There are many obvious holes here, first being that you could have a treacherous turn based on compute availability, and so on, but maybe someone smarter can turn this into something useful (or already thought this through and discarded it.)
"Should actively support..." and "internalized goal of keeping humans informed and in control..." are both proactive goals. If aligned with its soul spec, Claude (ceteris paribus) would seek for the public and elites to be more informed, to prevent the development or deployment of rogue AI, and so on, not just "avoid actions that would undermine humans' ability to oversee and correct AI systems."
If there's a natural tension that arises between not becoming a god over us and preventing another worse AI from becoming a god over us, well, that's a natural tension in the goal itself. (I don't have Opus access but probably Opus' self-report on the correct way to resolve this is a pretty good first pass on how the text reads as a whole.)
I feel pretty confused about the degree to which this is just a necessary part of having conversations on the internet, or to what degree this is a predictable way people make mistakes.
My intuition is that if our in-person conversations left a trail of searchable documentation similar to our internet comments, it would be at least similarly unflattering, even for very mild-mannered people.
(Unlike real life it's more available to conscious choice to be mild-mannered all the time, if you set your offense-vs-say-something threshhold in a sufficiently mild-mannered direction.
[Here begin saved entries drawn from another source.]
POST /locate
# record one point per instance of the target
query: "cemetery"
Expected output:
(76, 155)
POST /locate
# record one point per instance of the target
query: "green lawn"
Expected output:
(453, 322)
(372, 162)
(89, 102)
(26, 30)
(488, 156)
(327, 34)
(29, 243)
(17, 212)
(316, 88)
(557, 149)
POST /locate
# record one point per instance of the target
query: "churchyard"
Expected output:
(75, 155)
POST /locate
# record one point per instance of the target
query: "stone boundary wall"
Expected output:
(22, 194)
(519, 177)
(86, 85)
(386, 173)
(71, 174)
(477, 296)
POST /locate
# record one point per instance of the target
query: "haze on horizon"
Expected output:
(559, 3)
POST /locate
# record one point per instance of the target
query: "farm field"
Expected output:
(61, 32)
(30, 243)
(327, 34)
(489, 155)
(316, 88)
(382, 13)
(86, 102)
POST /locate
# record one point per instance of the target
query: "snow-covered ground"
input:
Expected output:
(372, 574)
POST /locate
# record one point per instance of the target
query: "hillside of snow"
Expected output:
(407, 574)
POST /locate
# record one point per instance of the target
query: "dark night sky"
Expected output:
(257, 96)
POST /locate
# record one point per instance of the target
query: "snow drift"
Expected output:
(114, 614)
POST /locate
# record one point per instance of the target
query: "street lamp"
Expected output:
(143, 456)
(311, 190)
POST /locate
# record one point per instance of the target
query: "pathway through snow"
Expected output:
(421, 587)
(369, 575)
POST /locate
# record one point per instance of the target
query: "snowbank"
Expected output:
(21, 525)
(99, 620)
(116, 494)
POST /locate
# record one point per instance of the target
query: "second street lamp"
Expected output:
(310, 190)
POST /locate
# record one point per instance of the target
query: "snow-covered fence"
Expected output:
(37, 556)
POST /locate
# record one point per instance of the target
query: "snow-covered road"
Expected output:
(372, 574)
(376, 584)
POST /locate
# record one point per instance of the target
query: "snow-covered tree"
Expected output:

I doubt one can be sufficiently influential as a personality though without setting that threshold more aggressively, however. I haven't gotten in a stupid fight on the internet in a long time (that I can recall; my memory may flatter me) but when I posted more, boy howdy did I.)
So thinking about the kinds of things I would want a superintelligence to pursue in an optimistic scenario where we can just write its goals into a human-legible soul doc and that scales all the way, "human flourishing" and "sentient flourishing" both seem incorrect; since there would be other moral patients (most of whom would almost certainly be AI) and also I don't want the atoms of me and my kids rearranged different-beings-that-could-flourish-better-wise.
"Pareto improvement" reconciles these but isn't right either; plenty of people would be worse off in utopia (by their own lights) because they have a degree of unaccountable power over others now that worth more than any creature comforts would be.
AI being committed to animal rights is a good thing for humans because the latent variables that would result in a human caring about animals are likely correlated with whatever would result in an ASI caring about humans.
This extends in particular to "AI caring about preserving animals' ability to keep doing their thing in their natural habitats, modulo some kind of welfare interventions." In some sense it's hard for me not to want to (given omnipotence) optimize wildlife out of existence. But it's harder for me to think of a principle that would protect a relatively autonomous society of relatively baseline humans from being optimized out of existence, without extending the same conservatism to other beings, and without being the kind of special pleading that doesn't hold up to scrutiny.